Born to be a father
Barry Farmer was still in high school when he first thought about becoming a foster parent.
“I was 17 years old when I wrote in my journal, ‘I want to adopt a child from foster care,’ ” Barry said.
When he was 20 years old, Barry responded to an ad in the local paper saying “foster parents wanted.” At the time, he was working in a daycare and knew it was his calling to work with youth.
“I’ve never been the type of guy to party,” Barry said. “I wanted a child I could take care of and share experiences with before I got too old.”
The social worker Barry talked with was surprised by his age but impressed by his commitment. She advocated for him, and one year later, he had completed the steps necessary to be licensed as a foster parent.
A surprising first placement
Barry was 21 years old when he received his first foster placement—a 16-year-old boy. The teen was considered a “high-risk placement” but stayed for eight months. Ultimately, however, he was moved to a residence that could address his special needs.
“I hated to see him go, but we have stayed in touch,” said Barry. “From the beginning he called me ‘Dad.’ Seven years later he still does.”
Since that first assignment, Barry has provided short-term, long-term, and respite care to children and adopted three boys: Darrell, 13, Xavier, 11, and Jeremiah, 3. Darrell and Jeremiah came to his home as foster placements; he found Xavier on the AdoptUSKids website.
“I really thought I was done adopting after Xavier. But then Jeremiah came along, and I thought, ‘Well, this is meant to be.’ ”
Following in the footsteps of his role models
Barry attributes his passion for helping children to the adults who cared for him when he was growing up: the grandparents who raised him and a third-grade teacher, Mrs. Simms-Morton, who took him under her wing.
“My grandparents taught me to work hard and strive for more. Mrs. Simms-Morton exposed me to a bigger world and encouraged me to follow my dreams,” Barry said. “Most of all, from these and other people I learned that giving to others is more rewarding than taking for yourself.”
The future of the Farmer family?
Barry decided that after he completed his third adoption he would temporarily close his foster home.
“It’s time for me to step back and enjoy my sons.
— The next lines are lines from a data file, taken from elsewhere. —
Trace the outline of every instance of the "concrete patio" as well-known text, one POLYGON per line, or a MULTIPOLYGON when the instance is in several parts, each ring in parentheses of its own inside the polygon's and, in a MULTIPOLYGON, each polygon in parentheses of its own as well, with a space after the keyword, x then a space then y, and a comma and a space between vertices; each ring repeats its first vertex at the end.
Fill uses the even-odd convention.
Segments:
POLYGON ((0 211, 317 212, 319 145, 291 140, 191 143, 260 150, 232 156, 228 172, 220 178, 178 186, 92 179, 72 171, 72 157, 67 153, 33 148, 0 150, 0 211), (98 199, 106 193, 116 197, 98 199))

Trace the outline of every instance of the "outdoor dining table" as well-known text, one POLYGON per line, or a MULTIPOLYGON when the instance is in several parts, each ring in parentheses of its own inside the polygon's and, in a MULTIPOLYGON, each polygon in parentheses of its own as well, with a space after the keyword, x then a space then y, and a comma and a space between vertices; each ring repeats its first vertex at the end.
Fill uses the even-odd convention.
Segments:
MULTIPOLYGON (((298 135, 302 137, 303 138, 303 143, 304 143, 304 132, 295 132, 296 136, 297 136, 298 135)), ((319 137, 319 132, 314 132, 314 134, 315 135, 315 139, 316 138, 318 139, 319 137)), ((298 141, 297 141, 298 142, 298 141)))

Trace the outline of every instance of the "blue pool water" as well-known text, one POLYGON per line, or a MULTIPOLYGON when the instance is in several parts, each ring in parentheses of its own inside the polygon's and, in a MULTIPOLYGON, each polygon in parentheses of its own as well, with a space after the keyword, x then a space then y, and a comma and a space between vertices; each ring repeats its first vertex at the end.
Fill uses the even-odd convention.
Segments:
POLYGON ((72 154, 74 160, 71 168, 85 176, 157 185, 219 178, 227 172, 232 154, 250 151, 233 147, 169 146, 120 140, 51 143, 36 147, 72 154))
Being a foster family can be demanding and stressful at times. I’m ready to step away from that for a while and focus on my sons’ futures. They have made so much progress that I want to enjoy it with them. Also, I have set a few goals for myself that I would like to accomplish before opening my home to more who are in need.”
Reflecting on his years of parenting to offer advice to other families, Barry says that it is all about being compassionate, managing expectations, and working hard.
“Not every day is full of sunshine and rainbows. But if you work at it with understanding and compassion, your good days will far outweigh the bad ones.
“Foster care adoption is an amazing process. You take complete strangers, put them in a home, and if you’re lucky, something beautiful—a family—will grow.”